Home Put The Social Web In Context With Glue’s New Browser Plugin

Put The Social Web In Context With Glue’s New Browser Plugin

Do you like to know what sort of music, movies, books, and other things your friends like? If so, you have a couple of options for following your friends’ interests on the web today. You can either join a social network dedicated to sharing this information (think Goodreads, Flixster, Last.fm) or you can follow your friends on lifestreaming service like FriendFeed where you might happen upon a shared interest somewhere in their stream of updates. A third option would be to only see your friends’ interests in context when you were actively viewing a book, movie, album, etc. on the web.

If that last option sounds appealing to you, then you’ve just been sold on the concept of Glue, a new semantic browser plugin that connects you to your friends around everyday things like books, movies, music, restaurants, and more.

What’s Glue?

Glue is a new browser plugin from Adaptive Blue. It uses semantic technology to connect you to your friends around things like books, music, movies, stars, artists, stocks, wine, restaurants, and more. The plugin places a bar – not a toolbar, just a bar – at the top of your browser window when you visit certain popular web sites like Amazon, Yahoo! Finance, Wine.com, IMDB, Wikipedia, Citysearch, Last.fm, and many others.

As you read about the album, movie, book, or whatever else it is that you’re viewing at the time, you’ll have a toolbar at the top of the page where you can see which of your friends had visited the same page, if they liked it, and if they left a comment.

Glue Is Not Co-browsing

Glue is not a co-browsing plugin like Me.dium nor does it try to socialize the entire web surfing experience like Socialbrowse (our coverage). Also, unlike Headup, another semantic browser plugin we covered recently, Glue doesn’t bother you with pop-up messages as you surf. Glue simply provides a social element to web pages in context – there’s no destination site to join and your social graph doesn’t need to be re-created in order to use it.

How It Works

In order to tap into your network of friends, Glue uses APIs from popular social networks like Facebook, Twitter, and FriendFeed to import your friends. You can choose to import one or all of those friend lists into the plugin.

To participate in the Glue network, all you do is continue browsing the web normally. When you visit a supported site, the Glue friend bar appears. If you choose, you can view what your friends say about the item on the page, or you can ignore the bar and continue on your way.
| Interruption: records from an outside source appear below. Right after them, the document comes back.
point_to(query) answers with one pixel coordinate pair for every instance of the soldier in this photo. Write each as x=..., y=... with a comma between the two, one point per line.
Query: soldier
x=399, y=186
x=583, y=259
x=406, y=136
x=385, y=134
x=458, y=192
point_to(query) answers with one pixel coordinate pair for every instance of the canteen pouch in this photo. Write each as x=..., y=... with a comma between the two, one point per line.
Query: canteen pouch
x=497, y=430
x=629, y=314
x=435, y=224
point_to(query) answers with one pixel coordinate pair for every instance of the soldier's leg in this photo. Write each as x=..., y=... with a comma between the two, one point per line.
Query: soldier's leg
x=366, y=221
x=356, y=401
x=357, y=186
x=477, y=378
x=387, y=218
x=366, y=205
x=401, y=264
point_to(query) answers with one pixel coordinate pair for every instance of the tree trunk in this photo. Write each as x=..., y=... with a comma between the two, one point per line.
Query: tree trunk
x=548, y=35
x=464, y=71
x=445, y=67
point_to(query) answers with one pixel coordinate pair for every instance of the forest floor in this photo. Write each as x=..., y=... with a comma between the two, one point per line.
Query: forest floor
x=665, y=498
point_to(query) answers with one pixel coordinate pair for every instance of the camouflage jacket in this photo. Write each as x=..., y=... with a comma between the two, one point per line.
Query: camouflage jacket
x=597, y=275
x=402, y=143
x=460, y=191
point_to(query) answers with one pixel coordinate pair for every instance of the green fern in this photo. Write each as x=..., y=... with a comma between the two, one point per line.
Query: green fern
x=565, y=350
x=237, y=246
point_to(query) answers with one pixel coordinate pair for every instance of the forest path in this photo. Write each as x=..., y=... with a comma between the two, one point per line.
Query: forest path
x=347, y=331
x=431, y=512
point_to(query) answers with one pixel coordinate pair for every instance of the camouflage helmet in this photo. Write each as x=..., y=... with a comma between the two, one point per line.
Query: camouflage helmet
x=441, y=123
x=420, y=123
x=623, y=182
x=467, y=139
However, your visit is recorded and when one of your friends visits that same page, they can see that you’ve been there recently, though not the exact date or time your visit occurred. This information is only stored for the last 20 things you’ve visited on the web.

While surfing, if you want to share your thoughts about the item you’re viewing, you can optionally use the Glue “like” button and/or the “2 cents” button which lets you add a quick thought about item. You can also click on the bar to see the profiles of your friends, other recent Glue users, and you can explore their interests even further by clicking into their profiles, which display in a pop-up box that appears when you click their avatar. You can also optionally click on “Actions” to explore the item you’re viewing on other Glue-supported sites.
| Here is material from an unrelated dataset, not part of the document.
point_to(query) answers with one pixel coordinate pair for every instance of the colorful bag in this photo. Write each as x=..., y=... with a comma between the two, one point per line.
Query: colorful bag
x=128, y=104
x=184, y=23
Making The Social Web Relevant

By providing this social experience in context, Glue can actually be more useful to you than simply joining isolated social networks surrounding your interests where your data and that of your friends is trapped inside the network’s walls. It may also have some appeal over a lifestreaming service like FriendFeed, because you don’t have to happen across the information – it’s there when you’re actively interested in something and have sought it out on the web.

In the official version coming soon, the company is also soon going to provide a method for any web publisher to “Glue-enable” their site by simply adding AB Meta to their sites, by inserting three lines of code in the header of a page.

Glue is the next generation of the Adaptive Blue plugin, a tool that currently has around 350,000 active users. Current Adaptive Blue users will find their plugin updated to Glue through the standard Firefox plugin update process. For everyone else, you can download the plugin here.

Although at the present time Glue is available as a Firefox plugin only, an IE version is in the works and an iPhone plugin will arrive in a few weeks.


Disclosure: AdaptiveBlue’s CEO, Alex Iskold, is a feature writer for RWW.